Una of Seakeep's head raised. “I am a healer as well, and I have wounded comrades. Would you have water brought to me so that I can see how much damage Bravery has taken?”
The other woman studied her sharply, then nodded and went to fetch several waterskins which had been left with her party's horses while Tarlach hastened to his winged brother's aid.
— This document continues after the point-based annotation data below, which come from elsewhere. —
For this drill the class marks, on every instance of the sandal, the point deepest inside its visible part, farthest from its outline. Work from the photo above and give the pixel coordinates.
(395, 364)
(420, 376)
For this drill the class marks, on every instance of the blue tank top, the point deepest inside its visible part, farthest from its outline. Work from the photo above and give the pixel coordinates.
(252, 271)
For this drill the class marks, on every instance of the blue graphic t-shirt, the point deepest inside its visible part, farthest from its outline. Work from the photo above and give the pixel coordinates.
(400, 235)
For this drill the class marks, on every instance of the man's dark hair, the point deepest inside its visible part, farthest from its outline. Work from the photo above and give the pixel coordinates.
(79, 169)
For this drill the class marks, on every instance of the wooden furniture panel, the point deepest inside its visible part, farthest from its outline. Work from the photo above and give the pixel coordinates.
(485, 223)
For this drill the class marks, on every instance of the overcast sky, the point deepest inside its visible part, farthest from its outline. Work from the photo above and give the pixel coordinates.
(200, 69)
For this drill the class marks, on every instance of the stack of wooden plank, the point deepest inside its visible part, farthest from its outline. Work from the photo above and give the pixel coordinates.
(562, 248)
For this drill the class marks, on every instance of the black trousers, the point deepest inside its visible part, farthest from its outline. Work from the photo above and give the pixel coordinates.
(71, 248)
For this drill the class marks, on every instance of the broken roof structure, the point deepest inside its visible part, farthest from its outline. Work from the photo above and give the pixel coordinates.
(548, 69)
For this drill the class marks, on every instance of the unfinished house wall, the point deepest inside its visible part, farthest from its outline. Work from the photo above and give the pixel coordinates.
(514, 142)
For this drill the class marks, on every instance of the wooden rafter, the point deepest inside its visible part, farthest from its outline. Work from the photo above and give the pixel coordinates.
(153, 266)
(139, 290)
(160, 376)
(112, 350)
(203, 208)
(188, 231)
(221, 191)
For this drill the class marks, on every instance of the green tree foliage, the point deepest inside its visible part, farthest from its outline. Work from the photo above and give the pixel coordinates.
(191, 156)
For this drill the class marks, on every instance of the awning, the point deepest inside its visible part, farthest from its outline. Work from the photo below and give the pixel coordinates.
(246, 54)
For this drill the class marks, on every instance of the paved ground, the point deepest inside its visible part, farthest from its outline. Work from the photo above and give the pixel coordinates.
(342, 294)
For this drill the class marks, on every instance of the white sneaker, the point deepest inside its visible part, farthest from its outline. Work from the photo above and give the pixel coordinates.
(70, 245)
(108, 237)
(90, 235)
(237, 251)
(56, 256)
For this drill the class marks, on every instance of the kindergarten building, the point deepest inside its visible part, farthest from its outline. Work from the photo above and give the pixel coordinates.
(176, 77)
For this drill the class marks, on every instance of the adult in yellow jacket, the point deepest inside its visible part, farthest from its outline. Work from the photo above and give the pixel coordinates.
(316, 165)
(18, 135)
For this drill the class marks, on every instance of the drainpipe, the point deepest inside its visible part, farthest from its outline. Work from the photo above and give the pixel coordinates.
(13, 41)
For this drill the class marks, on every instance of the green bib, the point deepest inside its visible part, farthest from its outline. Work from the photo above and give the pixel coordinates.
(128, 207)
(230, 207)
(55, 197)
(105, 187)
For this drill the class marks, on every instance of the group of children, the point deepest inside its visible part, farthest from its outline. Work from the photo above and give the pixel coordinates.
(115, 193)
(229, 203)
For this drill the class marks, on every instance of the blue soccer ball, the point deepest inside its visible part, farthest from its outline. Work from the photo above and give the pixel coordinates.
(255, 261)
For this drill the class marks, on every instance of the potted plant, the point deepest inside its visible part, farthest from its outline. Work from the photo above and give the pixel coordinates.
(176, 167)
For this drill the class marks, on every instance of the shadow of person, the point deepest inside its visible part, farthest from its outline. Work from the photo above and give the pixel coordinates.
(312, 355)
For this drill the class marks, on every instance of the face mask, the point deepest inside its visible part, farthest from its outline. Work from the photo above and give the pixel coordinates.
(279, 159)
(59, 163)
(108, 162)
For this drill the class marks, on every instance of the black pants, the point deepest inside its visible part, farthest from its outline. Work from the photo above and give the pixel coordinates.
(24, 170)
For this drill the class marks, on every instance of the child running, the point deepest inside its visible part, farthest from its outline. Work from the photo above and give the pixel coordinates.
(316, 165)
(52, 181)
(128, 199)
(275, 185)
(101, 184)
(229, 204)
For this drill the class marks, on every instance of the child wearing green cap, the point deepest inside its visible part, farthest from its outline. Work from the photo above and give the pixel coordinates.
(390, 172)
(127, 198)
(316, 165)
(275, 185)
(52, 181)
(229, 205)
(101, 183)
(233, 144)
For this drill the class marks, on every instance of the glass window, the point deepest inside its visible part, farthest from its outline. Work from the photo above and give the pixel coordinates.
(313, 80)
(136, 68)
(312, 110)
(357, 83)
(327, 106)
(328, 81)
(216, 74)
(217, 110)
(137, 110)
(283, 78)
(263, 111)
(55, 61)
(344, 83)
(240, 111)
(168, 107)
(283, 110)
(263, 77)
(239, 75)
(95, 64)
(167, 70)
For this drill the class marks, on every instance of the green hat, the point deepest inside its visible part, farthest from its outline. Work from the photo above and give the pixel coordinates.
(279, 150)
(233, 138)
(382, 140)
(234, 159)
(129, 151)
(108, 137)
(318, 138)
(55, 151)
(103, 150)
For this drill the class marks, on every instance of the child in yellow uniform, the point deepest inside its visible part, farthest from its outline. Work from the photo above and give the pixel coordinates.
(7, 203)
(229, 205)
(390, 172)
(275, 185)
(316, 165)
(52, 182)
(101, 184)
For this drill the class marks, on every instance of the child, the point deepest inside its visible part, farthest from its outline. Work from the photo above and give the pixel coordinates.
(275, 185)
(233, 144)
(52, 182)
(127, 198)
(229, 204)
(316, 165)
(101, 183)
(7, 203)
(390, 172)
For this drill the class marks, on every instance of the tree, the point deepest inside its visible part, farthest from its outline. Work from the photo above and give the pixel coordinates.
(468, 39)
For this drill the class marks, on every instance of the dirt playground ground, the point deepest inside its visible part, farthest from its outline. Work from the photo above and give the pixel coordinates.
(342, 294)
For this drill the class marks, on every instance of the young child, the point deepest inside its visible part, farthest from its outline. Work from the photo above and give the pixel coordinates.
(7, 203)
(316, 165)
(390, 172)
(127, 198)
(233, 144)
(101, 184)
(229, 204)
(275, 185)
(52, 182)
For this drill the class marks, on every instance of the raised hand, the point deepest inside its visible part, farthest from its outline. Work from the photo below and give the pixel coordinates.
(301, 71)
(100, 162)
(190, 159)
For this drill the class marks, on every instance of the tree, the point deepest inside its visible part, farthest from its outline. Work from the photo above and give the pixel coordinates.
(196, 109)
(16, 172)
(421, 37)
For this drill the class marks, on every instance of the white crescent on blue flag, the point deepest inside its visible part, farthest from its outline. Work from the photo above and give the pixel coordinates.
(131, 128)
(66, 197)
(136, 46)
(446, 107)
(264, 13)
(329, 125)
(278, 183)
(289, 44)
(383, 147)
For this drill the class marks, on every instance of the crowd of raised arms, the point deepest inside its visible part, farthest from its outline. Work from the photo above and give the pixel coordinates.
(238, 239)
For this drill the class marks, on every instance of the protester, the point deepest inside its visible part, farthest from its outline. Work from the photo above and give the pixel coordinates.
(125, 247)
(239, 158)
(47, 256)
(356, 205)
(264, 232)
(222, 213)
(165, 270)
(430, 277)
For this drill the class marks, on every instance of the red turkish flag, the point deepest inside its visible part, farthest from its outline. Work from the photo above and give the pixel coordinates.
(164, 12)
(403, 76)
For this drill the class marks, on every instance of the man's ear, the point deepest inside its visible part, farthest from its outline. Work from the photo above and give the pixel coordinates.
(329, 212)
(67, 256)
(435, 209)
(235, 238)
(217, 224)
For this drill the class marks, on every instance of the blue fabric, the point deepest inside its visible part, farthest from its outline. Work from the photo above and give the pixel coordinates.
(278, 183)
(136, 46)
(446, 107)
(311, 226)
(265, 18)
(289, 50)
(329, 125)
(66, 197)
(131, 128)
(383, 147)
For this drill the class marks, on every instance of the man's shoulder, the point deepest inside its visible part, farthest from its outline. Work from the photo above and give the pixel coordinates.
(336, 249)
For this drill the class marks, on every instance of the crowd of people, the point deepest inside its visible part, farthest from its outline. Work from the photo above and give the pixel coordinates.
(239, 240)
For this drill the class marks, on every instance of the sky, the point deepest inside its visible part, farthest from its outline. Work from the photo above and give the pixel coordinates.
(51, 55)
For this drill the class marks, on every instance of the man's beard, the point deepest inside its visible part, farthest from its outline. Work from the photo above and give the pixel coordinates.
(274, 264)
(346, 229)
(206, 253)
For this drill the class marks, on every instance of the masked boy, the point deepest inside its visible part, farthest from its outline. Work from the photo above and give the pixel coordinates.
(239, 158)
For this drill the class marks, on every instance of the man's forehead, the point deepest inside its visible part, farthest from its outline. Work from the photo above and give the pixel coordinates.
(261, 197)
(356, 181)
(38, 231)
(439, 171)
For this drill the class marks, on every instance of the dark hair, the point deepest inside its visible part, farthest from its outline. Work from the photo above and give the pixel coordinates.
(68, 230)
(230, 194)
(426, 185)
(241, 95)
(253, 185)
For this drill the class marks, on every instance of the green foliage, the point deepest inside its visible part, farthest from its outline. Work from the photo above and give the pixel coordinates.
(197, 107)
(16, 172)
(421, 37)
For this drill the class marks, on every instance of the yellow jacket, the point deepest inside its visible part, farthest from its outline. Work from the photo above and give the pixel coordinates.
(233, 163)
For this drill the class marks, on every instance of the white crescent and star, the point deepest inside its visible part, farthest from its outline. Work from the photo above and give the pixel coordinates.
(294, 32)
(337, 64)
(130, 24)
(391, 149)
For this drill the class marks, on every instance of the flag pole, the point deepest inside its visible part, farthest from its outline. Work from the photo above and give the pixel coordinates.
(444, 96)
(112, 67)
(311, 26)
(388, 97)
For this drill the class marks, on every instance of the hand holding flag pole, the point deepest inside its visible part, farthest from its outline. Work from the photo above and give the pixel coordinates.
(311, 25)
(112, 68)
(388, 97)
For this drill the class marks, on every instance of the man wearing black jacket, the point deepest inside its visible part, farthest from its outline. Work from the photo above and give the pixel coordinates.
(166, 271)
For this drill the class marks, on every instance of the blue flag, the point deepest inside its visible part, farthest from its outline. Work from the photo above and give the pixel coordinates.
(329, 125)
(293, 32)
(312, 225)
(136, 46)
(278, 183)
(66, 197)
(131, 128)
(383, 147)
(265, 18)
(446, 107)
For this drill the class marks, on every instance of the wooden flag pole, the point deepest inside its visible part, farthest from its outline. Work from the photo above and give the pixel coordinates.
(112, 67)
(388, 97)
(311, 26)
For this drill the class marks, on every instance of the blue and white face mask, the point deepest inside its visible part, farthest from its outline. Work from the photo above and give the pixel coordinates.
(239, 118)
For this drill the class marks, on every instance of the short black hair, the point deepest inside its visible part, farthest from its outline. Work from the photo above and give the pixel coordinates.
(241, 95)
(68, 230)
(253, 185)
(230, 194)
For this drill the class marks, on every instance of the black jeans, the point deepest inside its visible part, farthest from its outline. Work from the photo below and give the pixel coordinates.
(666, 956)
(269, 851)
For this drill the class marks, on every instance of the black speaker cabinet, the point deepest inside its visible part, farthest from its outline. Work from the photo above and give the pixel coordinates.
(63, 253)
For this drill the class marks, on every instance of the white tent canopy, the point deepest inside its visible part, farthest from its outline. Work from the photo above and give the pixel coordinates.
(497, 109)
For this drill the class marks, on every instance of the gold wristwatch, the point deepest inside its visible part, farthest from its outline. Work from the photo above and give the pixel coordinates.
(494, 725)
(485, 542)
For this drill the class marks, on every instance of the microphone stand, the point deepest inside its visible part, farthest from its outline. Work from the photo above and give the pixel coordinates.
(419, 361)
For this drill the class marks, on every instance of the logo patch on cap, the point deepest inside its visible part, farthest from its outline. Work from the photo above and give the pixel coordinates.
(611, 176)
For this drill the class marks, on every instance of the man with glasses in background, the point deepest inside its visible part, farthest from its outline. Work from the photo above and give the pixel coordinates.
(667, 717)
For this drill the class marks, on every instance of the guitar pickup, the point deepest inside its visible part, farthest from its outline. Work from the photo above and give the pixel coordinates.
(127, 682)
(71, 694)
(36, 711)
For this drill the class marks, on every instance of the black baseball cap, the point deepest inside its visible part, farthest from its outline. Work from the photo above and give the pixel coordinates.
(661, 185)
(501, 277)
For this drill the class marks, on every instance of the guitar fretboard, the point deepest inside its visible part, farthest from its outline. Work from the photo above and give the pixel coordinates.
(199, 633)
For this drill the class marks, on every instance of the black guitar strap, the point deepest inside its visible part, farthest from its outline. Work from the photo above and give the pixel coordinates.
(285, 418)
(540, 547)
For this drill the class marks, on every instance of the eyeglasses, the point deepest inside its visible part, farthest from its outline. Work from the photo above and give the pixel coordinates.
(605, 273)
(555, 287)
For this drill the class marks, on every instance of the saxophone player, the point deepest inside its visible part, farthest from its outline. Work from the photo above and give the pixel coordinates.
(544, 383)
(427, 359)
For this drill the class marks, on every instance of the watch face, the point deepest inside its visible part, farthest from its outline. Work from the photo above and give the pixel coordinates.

The cleaning and examination hurt the little cat, but she bore it patiently, trusting in her human's mental assurance that this treatment was needful and for her benefit. She meowed, however, as Una started to wind the bandage about the paw, and the woman glanced up to see Tarlach walking toward them. Her stomach knotted. He was cradling his falcon against him, and his mouth was a grim, tight line.
“How bad?” she asked as he drew up beside them.
“The wing may be broken, though he himself believes that it is not.” The words were calmly spoken, but she who knew the man heard the fear in them.
She carefully finished covering Bravery's wound, then gave the cat to Pyra and took the war bird from Tarlach. As she did, her fingers closed for a moment over his Hand in a reassurance she did not entirely feel. Avian bones were fragile, and it did not take much of a blow to shatter one.
Una spent a long time bent over Storm Challenger while her gentle, knowing fingers probed his battered wing and side.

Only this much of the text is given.